Uma decisão do ministro Og Fernandes, relator das ações da Operação Faroeste no Superior Tribunal de Justiça (STJ), autorizou o repasse de R$ 15 milhões depositados judicialmente para a área de segurança pública da Bahia. Os recursos têm origem em um acordo de não persecução penal firmado com réus das investigações sobre venda de sentenças envolvendo juízes e desembargadores do Tribunal de Justiça da Bahia (TJ-BA). Esse é o primeiro acordo pecuniário envolvendo a operação que vem a público.
O processo segue em segredo de justiça. No entanto, informações obtidas pelo Bahia Notícias apontam que esse acordo envolve o Grupo Horita, que esteve como um dos braços investigados no âmbito da Operação Faroeste. Procurados, advogados que são listados no processo original não conseguiram identificar a vinculação entre a decisão do ministro-relator e as partes.
“Trata-se de expediente que concentra as informações relativas à prestação financeira pactuada no acordo de não persecução penal firmado nos autos. Com o aval do Ministério Público Federal e conforme os termos da decisão proferida pelo Ministro Alexandre de Moraes, dei início à destinação dos valores recolhidos com o chamamento judicial de instituições”, justifica Og em uma decisão suscinta e que registra uma lista de entidades públicas que apresentaram projetos para o recebimento de recursos provenientes de condenações criminais, colaborações premiadas ou outros acordos.
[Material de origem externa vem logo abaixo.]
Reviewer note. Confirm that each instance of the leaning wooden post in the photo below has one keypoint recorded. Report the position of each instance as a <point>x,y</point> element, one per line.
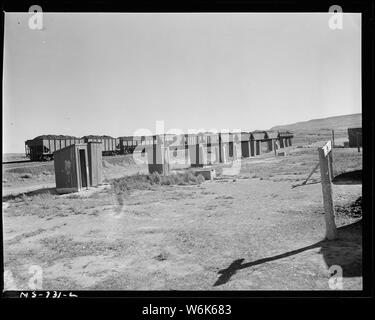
<point>330,162</point>
<point>331,230</point>
<point>359,149</point>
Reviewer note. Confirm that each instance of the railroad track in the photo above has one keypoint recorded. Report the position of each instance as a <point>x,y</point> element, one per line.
<point>24,164</point>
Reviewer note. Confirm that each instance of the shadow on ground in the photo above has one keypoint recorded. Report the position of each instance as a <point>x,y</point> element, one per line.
<point>346,252</point>
<point>31,193</point>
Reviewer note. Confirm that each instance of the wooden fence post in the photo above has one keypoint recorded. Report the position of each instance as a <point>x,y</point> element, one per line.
<point>331,230</point>
<point>330,162</point>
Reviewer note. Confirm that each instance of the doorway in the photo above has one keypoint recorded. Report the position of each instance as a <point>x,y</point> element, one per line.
<point>82,163</point>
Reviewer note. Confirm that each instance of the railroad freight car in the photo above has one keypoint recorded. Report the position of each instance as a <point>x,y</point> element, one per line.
<point>129,143</point>
<point>42,148</point>
<point>110,145</point>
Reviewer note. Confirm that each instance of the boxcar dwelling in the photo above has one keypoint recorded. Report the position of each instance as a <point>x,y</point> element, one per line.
<point>259,137</point>
<point>110,145</point>
<point>94,150</point>
<point>245,144</point>
<point>271,138</point>
<point>157,156</point>
<point>224,140</point>
<point>78,167</point>
<point>43,147</point>
<point>285,139</point>
<point>355,137</point>
<point>128,144</point>
<point>234,144</point>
Os custos estimados dos projetos atingem a cifra de R$ 316,2 milhões, muito acima do que bastidores apontaram como resultado desse acordo de não persecução penal – algo em torno de R$ 30 milhões, divididos em parcelas. Todavia, o ministro-relator determinou que a coordenadoria da Corte Especial do STJ realize como destinação “R$ 12 milhões à Secretaria da Segurança Pública da Bahia, órgão responsável pelas Polícias Técnica, Civil, Militar e Corpo de Bombeiros Militar”; e “R$ 3 milhões à Superintendência Regional da Polícia Federal, a fim de dar prosseguimento ao Projeto SARD, no intuito de modernizar o trabalho técnico policial”.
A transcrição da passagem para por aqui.